Se o negócio atrasar — ou cair

O contrato prevê proteções financeiras relevantes para os acionistas da Warner Bros. Discovery. Caso o fechamento não ocorra até 30 de setembro, eles passam a receber uma taxa trimestral de US$ 0,25 por ação. Se a fusão for completamente cancelada por questões regulatórias, a Paramount terá de pagar uma multa de rescisão de US$ 7 bilhões — um valor que dimensiona o tamanho da aposta de Ellison.

As ações da Paramount Skydance acumulam queda de quase 25% no ano, enquanto as da Warner Bros. Discovery recuam cerca de 5% no mesmo período, embora tenham disparado 199% nos últimos 12 meses — reflexo direto da expectativa do mercado em torno do prêmio de aquisição.

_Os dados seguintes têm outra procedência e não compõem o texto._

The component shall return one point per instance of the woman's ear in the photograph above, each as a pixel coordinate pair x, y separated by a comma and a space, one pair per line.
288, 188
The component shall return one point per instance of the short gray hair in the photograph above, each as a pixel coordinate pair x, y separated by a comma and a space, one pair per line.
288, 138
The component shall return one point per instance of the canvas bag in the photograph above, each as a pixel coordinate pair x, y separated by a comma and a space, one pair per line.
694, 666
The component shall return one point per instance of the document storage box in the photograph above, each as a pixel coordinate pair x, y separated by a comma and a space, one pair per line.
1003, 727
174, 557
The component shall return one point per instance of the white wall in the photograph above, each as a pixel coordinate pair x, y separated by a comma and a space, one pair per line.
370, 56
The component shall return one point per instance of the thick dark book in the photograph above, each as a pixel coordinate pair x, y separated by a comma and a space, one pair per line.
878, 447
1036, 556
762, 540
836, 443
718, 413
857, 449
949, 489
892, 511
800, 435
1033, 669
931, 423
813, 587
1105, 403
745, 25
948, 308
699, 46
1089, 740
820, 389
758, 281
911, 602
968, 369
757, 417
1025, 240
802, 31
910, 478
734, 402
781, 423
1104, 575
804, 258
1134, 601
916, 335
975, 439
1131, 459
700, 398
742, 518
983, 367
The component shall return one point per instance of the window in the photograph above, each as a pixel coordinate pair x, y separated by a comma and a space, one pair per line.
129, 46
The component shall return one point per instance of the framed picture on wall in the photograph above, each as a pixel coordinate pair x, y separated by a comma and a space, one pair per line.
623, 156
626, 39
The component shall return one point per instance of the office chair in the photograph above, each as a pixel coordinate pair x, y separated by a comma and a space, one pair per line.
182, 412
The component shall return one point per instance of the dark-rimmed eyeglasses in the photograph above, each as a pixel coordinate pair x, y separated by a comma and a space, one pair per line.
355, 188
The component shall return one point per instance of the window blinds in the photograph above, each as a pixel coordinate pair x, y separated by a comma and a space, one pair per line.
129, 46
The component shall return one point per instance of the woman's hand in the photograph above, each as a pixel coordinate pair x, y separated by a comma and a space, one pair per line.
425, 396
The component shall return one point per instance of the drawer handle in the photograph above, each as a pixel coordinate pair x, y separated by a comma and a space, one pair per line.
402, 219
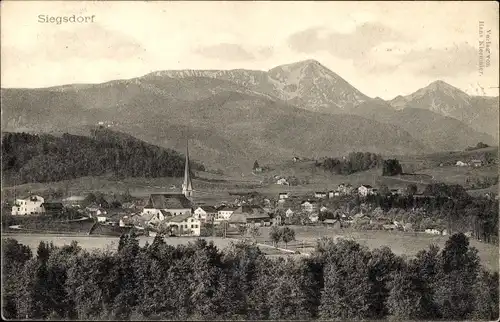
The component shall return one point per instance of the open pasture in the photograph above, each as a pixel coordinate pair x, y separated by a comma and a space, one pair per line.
401, 243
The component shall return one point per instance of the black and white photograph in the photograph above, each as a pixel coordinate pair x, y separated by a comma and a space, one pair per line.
249, 160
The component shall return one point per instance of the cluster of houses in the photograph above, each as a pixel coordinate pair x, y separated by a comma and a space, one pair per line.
471, 163
35, 205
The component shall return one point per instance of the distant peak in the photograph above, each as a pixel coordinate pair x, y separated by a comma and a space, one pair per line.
440, 84
302, 63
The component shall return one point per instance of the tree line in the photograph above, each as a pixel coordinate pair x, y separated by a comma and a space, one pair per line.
340, 280
354, 162
45, 158
449, 203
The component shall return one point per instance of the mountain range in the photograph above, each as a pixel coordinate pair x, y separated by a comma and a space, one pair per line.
233, 117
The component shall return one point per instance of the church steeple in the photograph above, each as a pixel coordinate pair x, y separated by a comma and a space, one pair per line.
187, 185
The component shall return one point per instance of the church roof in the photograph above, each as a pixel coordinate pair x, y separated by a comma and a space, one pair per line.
187, 185
168, 201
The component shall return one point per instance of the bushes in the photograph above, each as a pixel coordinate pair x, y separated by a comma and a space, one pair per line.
340, 280
45, 158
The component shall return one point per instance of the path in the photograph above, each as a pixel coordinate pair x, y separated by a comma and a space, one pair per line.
270, 246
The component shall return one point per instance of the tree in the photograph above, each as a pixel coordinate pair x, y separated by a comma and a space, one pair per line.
404, 301
411, 189
384, 190
287, 235
254, 231
242, 229
391, 167
458, 271
275, 235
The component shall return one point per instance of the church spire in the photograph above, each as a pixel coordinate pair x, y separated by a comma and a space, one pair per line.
187, 186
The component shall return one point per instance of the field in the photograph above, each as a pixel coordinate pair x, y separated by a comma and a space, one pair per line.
111, 243
401, 243
211, 187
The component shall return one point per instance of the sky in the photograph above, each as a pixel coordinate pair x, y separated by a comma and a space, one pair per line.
383, 49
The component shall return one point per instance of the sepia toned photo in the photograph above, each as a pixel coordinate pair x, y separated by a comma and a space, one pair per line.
250, 160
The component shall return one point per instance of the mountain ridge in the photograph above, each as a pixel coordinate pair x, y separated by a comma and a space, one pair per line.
231, 112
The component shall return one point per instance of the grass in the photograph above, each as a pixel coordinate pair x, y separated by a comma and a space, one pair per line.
401, 243
111, 243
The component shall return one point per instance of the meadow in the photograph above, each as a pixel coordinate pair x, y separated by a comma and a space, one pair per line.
401, 243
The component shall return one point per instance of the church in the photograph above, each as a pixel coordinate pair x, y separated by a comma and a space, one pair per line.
161, 206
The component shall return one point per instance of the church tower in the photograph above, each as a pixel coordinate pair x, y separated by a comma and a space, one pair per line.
187, 185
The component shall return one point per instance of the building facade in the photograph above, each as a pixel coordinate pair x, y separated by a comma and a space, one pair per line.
31, 205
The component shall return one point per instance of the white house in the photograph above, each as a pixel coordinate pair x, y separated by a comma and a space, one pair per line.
175, 204
309, 206
224, 214
185, 225
476, 163
283, 195
365, 190
73, 201
31, 205
205, 213
314, 217
433, 231
282, 182
320, 194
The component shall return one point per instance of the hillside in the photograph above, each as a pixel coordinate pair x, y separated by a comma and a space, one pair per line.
438, 132
228, 129
236, 116
480, 113
46, 158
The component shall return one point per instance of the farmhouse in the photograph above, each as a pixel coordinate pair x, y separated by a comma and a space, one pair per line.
282, 182
365, 190
205, 213
73, 201
28, 206
52, 208
313, 217
250, 214
176, 204
184, 225
476, 163
283, 195
224, 213
332, 223
320, 195
309, 205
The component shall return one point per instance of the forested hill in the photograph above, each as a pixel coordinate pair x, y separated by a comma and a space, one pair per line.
44, 158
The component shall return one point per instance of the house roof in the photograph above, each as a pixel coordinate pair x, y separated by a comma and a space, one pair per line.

O que muda para quem assiste

A pergunta que mais interessa ao público é o destino do HBO Max e do Paramount+. A expectativa é que a Paramount avance com a integração das duas plataformas após o fechamento, criando um serviço unificado com um catálogo combinado sem precedentes. Para defensores do acordo, isso significa mais recursos para projetos ambiciosos em cinema, séries e mídia interativa. Para críticos, a concentração pode resultar em preços mais altos e menos diversidade de vozes na produção de conteúdo e no jornalismo.

Se a meta de julho se confirmar, a nova empresa já estará operacional a tempo de capitalizar a temporada de outono americano e o ciclo de fim de ano — os períodos mais lucrativos do calendário de entretenimento.

E você, acha que a fusão entre Paramount e Warner vai criar um streaming imbatível ou apenas mais um gigante caro demais para o bolso do assinante brasileiro?